Sexual partners of patients infected with N. gonorrhoeae or C. trachomatis should be treated.
If patients do not improve after treatment that covers the usual pathogens, pelvic inflammatory disease due to M. genitalium should be considered. Patients can be treated empirically with moxifloxacin 400 mg po once / day for 7 to 14 days (eg, for 10 days).
Women with pelvic inflammatory disease are usually hospitalized if any of the following signs are present:
Uncertain diagnosis, with inability to rule out a disorder requiring surgical treatment (eg, appendicitis)
Severe symptoms or a high fever
Inability to tolerate or follow outpatient treatment (eg, due to vomiting)
Lack of response to outpatient (oral) treatment
In these cases, IV antibiotics ( Treatment protocols for pelvic inflammatory diseases * ) are started as soon as the bacteriological samples are taken and are continued until the patient is afebrile for 24 h.
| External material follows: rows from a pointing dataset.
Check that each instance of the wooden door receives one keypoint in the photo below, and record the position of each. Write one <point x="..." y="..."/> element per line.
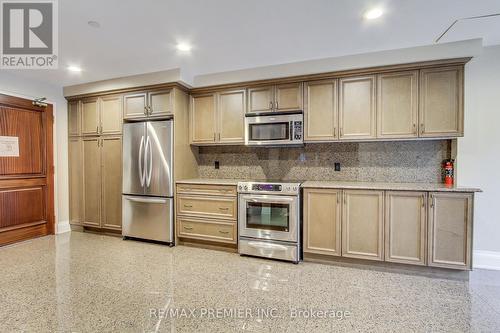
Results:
<point x="26" y="170"/>
<point x="322" y="221"/>
<point x="75" y="159"/>
<point x="111" y="114"/>
<point x="320" y="108"/>
<point x="92" y="181"/>
<point x="160" y="103"/>
<point x="405" y="227"/>
<point x="441" y="102"/>
<point x="363" y="224"/>
<point x="288" y="97"/>
<point x="111" y="155"/>
<point x="450" y="230"/>
<point x="134" y="105"/>
<point x="74" y="118"/>
<point x="231" y="116"/>
<point x="357" y="114"/>
<point x="397" y="105"/>
<point x="260" y="99"/>
<point x="203" y="118"/>
<point x="90" y="116"/>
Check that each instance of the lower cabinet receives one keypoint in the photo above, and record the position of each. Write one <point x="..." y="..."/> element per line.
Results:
<point x="362" y="224"/>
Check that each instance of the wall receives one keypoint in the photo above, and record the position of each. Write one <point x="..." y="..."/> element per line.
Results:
<point x="16" y="85"/>
<point x="479" y="152"/>
<point x="402" y="161"/>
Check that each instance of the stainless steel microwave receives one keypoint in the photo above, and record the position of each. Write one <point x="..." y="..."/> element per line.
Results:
<point x="274" y="129"/>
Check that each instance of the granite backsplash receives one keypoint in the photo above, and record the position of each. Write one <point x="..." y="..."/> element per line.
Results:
<point x="399" y="161"/>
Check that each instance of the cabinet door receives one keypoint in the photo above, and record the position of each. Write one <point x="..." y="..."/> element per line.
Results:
<point x="288" y="97"/>
<point x="260" y="99"/>
<point x="397" y="105"/>
<point x="231" y="115"/>
<point x="111" y="115"/>
<point x="321" y="115"/>
<point x="450" y="230"/>
<point x="203" y="118"/>
<point x="74" y="118"/>
<point x="160" y="103"/>
<point x="75" y="180"/>
<point x="90" y="116"/>
<point x="405" y="227"/>
<point x="441" y="102"/>
<point x="357" y="108"/>
<point x="134" y="106"/>
<point x="322" y="216"/>
<point x="111" y="155"/>
<point x="92" y="182"/>
<point x="362" y="224"/>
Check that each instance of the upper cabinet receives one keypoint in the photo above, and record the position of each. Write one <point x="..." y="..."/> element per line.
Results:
<point x="357" y="115"/>
<point x="397" y="105"/>
<point x="148" y="104"/>
<point x="441" y="102"/>
<point x="278" y="98"/>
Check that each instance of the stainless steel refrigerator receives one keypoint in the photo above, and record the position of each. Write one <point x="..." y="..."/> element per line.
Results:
<point x="147" y="200"/>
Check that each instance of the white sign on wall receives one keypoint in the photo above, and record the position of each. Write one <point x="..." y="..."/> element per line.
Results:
<point x="9" y="146"/>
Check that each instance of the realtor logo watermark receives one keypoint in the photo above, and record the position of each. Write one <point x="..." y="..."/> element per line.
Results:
<point x="29" y="34"/>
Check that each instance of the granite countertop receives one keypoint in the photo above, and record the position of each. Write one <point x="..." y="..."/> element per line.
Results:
<point x="431" y="187"/>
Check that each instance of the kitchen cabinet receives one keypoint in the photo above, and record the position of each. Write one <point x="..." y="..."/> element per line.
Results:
<point x="322" y="221"/>
<point x="450" y="230"/>
<point x="397" y="105"/>
<point x="357" y="109"/>
<point x="75" y="159"/>
<point x="156" y="103"/>
<point x="202" y="114"/>
<point x="74" y="118"/>
<point x="320" y="111"/>
<point x="279" y="98"/>
<point x="441" y="102"/>
<point x="405" y="227"/>
<point x="362" y="224"/>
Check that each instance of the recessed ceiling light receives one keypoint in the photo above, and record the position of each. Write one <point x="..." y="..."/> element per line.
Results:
<point x="373" y="13"/>
<point x="94" y="24"/>
<point x="184" y="47"/>
<point x="74" y="69"/>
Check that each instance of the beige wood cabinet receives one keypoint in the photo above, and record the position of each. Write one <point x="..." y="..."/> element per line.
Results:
<point x="441" y="102"/>
<point x="450" y="230"/>
<point x="363" y="224"/>
<point x="322" y="221"/>
<point x="321" y="111"/>
<point x="281" y="98"/>
<point x="155" y="103"/>
<point x="397" y="105"/>
<point x="74" y="118"/>
<point x="405" y="227"/>
<point x="357" y="109"/>
<point x="75" y="159"/>
<point x="203" y="118"/>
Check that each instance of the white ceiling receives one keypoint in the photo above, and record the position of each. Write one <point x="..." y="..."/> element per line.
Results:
<point x="140" y="36"/>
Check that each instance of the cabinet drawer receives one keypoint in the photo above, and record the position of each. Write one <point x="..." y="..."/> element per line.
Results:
<point x="211" y="207"/>
<point x="217" y="231"/>
<point x="229" y="190"/>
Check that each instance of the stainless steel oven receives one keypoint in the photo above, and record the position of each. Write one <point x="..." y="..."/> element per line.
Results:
<point x="269" y="220"/>
<point x="274" y="129"/>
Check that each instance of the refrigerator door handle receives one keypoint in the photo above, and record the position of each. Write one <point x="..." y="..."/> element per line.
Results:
<point x="149" y="164"/>
<point x="142" y="174"/>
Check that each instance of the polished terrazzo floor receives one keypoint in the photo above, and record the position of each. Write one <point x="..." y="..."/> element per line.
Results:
<point x="79" y="282"/>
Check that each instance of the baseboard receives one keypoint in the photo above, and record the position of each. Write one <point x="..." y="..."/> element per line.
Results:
<point x="486" y="260"/>
<point x="62" y="227"/>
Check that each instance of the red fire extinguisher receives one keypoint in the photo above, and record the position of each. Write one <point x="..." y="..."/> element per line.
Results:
<point x="448" y="172"/>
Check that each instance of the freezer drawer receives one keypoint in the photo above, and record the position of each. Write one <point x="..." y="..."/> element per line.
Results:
<point x="148" y="218"/>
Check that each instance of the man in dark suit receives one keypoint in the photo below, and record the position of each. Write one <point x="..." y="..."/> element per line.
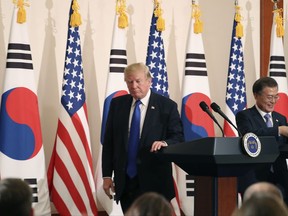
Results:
<point x="256" y="120"/>
<point x="160" y="126"/>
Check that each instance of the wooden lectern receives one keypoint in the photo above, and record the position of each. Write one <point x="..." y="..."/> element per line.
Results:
<point x="217" y="162"/>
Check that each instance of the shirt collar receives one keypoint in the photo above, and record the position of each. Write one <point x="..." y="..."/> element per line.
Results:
<point x="261" y="112"/>
<point x="144" y="100"/>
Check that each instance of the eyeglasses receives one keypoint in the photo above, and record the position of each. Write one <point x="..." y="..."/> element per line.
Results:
<point x="272" y="97"/>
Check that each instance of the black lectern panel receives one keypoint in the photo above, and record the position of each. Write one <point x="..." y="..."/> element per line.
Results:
<point x="219" y="156"/>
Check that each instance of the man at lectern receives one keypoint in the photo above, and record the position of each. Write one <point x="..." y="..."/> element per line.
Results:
<point x="262" y="120"/>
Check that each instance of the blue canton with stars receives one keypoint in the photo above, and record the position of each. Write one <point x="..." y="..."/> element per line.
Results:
<point x="236" y="88"/>
<point x="155" y="60"/>
<point x="73" y="94"/>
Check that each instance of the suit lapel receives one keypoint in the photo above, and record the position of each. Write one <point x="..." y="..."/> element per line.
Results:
<point x="148" y="118"/>
<point x="257" y="116"/>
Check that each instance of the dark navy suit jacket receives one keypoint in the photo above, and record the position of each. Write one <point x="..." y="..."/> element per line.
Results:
<point x="250" y="120"/>
<point x="162" y="122"/>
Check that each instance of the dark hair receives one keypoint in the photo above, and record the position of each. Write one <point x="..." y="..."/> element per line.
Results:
<point x="150" y="204"/>
<point x="262" y="204"/>
<point x="15" y="197"/>
<point x="262" y="83"/>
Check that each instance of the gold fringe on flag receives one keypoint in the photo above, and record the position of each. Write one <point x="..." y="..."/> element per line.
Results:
<point x="196" y="13"/>
<point x="75" y="19"/>
<point x="279" y="22"/>
<point x="160" y="24"/>
<point x="21" y="14"/>
<point x="121" y="10"/>
<point x="239" y="26"/>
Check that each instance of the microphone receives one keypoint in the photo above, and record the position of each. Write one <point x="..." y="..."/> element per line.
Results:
<point x="217" y="109"/>
<point x="205" y="108"/>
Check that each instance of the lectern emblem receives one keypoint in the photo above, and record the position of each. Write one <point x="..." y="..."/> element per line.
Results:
<point x="251" y="144"/>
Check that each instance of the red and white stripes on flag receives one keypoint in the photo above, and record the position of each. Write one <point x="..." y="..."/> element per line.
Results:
<point x="70" y="174"/>
<point x="116" y="86"/>
<point x="196" y="123"/>
<point x="155" y="60"/>
<point x="277" y="69"/>
<point x="21" y="147"/>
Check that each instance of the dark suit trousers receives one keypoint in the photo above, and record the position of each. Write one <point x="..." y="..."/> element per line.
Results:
<point x="131" y="192"/>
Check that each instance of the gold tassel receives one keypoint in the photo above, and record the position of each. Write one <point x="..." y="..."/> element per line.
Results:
<point x="75" y="19"/>
<point x="196" y="13"/>
<point x="279" y="23"/>
<point x="123" y="21"/>
<point x="21" y="14"/>
<point x="239" y="26"/>
<point x="160" y="24"/>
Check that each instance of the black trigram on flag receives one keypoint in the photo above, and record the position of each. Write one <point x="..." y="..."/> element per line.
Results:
<point x="19" y="56"/>
<point x="277" y="66"/>
<point x="33" y="185"/>
<point x="190" y="185"/>
<point x="195" y="64"/>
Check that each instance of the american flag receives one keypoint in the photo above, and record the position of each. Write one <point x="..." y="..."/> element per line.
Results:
<point x="155" y="60"/>
<point x="236" y="87"/>
<point x="70" y="174"/>
<point x="277" y="69"/>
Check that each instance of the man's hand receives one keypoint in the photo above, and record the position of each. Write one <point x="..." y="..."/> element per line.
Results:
<point x="157" y="145"/>
<point x="107" y="185"/>
<point x="283" y="130"/>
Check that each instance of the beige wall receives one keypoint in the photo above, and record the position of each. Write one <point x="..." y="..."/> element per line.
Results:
<point x="47" y="20"/>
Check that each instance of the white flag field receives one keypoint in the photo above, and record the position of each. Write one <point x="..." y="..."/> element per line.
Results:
<point x="21" y="147"/>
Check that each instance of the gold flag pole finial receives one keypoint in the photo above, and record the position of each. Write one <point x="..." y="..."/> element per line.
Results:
<point x="160" y="24"/>
<point x="238" y="17"/>
<point x="278" y="19"/>
<point x="21" y="14"/>
<point x="122" y="12"/>
<point x="196" y="13"/>
<point x="75" y="20"/>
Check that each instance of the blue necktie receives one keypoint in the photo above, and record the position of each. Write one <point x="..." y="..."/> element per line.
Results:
<point x="268" y="120"/>
<point x="134" y="141"/>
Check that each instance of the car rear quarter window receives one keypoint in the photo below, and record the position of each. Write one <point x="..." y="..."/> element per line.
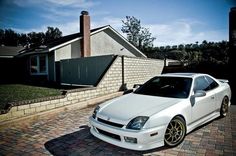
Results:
<point x="205" y="83"/>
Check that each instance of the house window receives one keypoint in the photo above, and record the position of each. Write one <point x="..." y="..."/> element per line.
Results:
<point x="38" y="65"/>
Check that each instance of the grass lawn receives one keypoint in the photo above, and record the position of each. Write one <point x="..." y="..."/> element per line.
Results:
<point x="19" y="92"/>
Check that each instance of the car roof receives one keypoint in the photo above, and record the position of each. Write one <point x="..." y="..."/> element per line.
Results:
<point x="190" y="75"/>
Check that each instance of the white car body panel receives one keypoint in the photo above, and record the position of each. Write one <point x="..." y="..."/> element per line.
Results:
<point x="160" y="110"/>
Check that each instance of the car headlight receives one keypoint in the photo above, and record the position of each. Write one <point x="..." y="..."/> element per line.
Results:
<point x="137" y="123"/>
<point x="95" y="112"/>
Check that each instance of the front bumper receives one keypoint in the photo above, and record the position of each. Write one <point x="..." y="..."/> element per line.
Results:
<point x="115" y="136"/>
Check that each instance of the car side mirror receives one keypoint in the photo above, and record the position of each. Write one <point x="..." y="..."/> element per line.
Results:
<point x="136" y="86"/>
<point x="128" y="91"/>
<point x="197" y="93"/>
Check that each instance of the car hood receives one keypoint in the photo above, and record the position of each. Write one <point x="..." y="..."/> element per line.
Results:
<point x="129" y="106"/>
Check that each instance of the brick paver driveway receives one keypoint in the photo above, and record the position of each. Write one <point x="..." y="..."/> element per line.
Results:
<point x="67" y="133"/>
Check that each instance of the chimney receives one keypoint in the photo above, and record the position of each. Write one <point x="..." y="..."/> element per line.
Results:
<point x="85" y="30"/>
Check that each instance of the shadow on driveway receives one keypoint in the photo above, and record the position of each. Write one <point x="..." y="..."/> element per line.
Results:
<point x="82" y="142"/>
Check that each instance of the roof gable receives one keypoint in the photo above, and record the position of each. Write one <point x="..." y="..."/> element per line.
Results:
<point x="65" y="40"/>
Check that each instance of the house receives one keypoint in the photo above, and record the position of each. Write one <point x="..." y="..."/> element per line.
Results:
<point x="9" y="65"/>
<point x="44" y="61"/>
<point x="9" y="52"/>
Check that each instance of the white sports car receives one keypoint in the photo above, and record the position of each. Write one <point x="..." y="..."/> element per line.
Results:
<point x="162" y="111"/>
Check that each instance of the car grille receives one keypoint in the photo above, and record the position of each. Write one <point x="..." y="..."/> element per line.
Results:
<point x="114" y="136"/>
<point x="110" y="123"/>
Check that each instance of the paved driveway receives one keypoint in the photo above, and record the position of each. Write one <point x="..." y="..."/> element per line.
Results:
<point x="67" y="133"/>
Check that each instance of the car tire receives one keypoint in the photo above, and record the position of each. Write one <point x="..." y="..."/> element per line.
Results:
<point x="224" y="107"/>
<point x="175" y="132"/>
The tubo-ovarian abscess may require a more prolonged IV antibiotic therapy. Treatment with transvaginal or percutaneous drainage guided by ultrasound ultrasound or CT may be considered if the response to antibiotics alone is incomplete. Sometimes a laparoscopy or a laparotomy is necessary for drainage. If a ruptured tubo-ovarian abscess is suspected, immediate laparotomy is necessary. In women of childbearing age, surgery should be aimed at preserving the pelvic organs (in the hope of preserving fertility).